After my aunt died this winter, I continued to work on the family tree on my own. It was slow-going and frustrating. I had filled in everything I could find on my own, and now I was just randomly Googling combinations of names with the hope of finding an obit or some synagogue announcement that would give me another of the missing ones. There was one flimsy branch of the family tree which was barely filled in. It bothered me.
My cousin sent me a large stack of his mother’s papers a few weeks ago, and I started to sift through them. And there, as if I was getting to have one final conversation with her, were the names I was looking for. I started sobbing, feeling such a huge sense of relief that I had a few more names; certain that it would be an easy search to bring me more.

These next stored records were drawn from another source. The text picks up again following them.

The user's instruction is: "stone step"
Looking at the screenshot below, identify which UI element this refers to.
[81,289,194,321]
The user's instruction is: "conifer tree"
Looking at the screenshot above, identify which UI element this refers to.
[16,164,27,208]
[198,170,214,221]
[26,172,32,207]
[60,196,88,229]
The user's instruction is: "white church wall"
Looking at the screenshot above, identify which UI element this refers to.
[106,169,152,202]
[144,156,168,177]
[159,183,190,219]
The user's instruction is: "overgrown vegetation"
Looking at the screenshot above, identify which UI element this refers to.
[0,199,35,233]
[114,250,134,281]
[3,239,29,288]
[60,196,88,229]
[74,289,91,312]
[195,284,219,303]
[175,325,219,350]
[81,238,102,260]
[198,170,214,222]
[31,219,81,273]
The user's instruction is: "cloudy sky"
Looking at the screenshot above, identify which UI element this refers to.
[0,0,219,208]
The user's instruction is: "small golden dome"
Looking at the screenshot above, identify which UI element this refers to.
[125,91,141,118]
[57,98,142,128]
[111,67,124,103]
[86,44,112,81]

Of course, that wasn’t the case.
I Googled for a few hours and then stopped, and then Googled some more the next day and stopped, growing more and more frustrated that no one was alive anymore that would know this information. I kept walking away and returning to pick at the tree, and finally, last week, an obituary popped up, listing one of the people I was trying to find. The man had died a few weeks ago.
There was no wife listed and no children; only his parents and sister who predeceased him. They listed his degrees and his former position as a professor. I found his old address online. He lived alone in an apartment, which was probably now filled by someone else. I read his former students’ critique of his teaching style.
I ended up calling his department at the university, where the sympathetic secretary passed me along to HR. Yes, they knew him. No, they couldn’t tell me anything about him. They promised they would get someone in touch with me who could answer my questions, but no one called me back.
I waited a few days and used my last idea: I called the funeral home.
The funeral director looked through his papers and told me that the executor of the will arranged the funeral. There were no children, and only an ex-wife that he divorced decades ago. There were no other names he could give me because there were no other names written in the file. He promised to pass my number to the lawyer who arranged the service. I’m still waiting for that call too.
Each time I call one of these ridiculous places such as the university or the funeral home (do I really expect his old workplace to be able to name his cousins?), I feel this need to explain that I’m not crazy; I’m just sentimental, and I hate the idea of these people not appearing on the tree as if they never existed. Part of me agrees when people say that I’ve done a great job; I’ve collected hundreds of names.
But all I see are those missing spots on the tree, the names I didn’t collect.
Any other ideas from people who are skilled at finding obits or marriage records?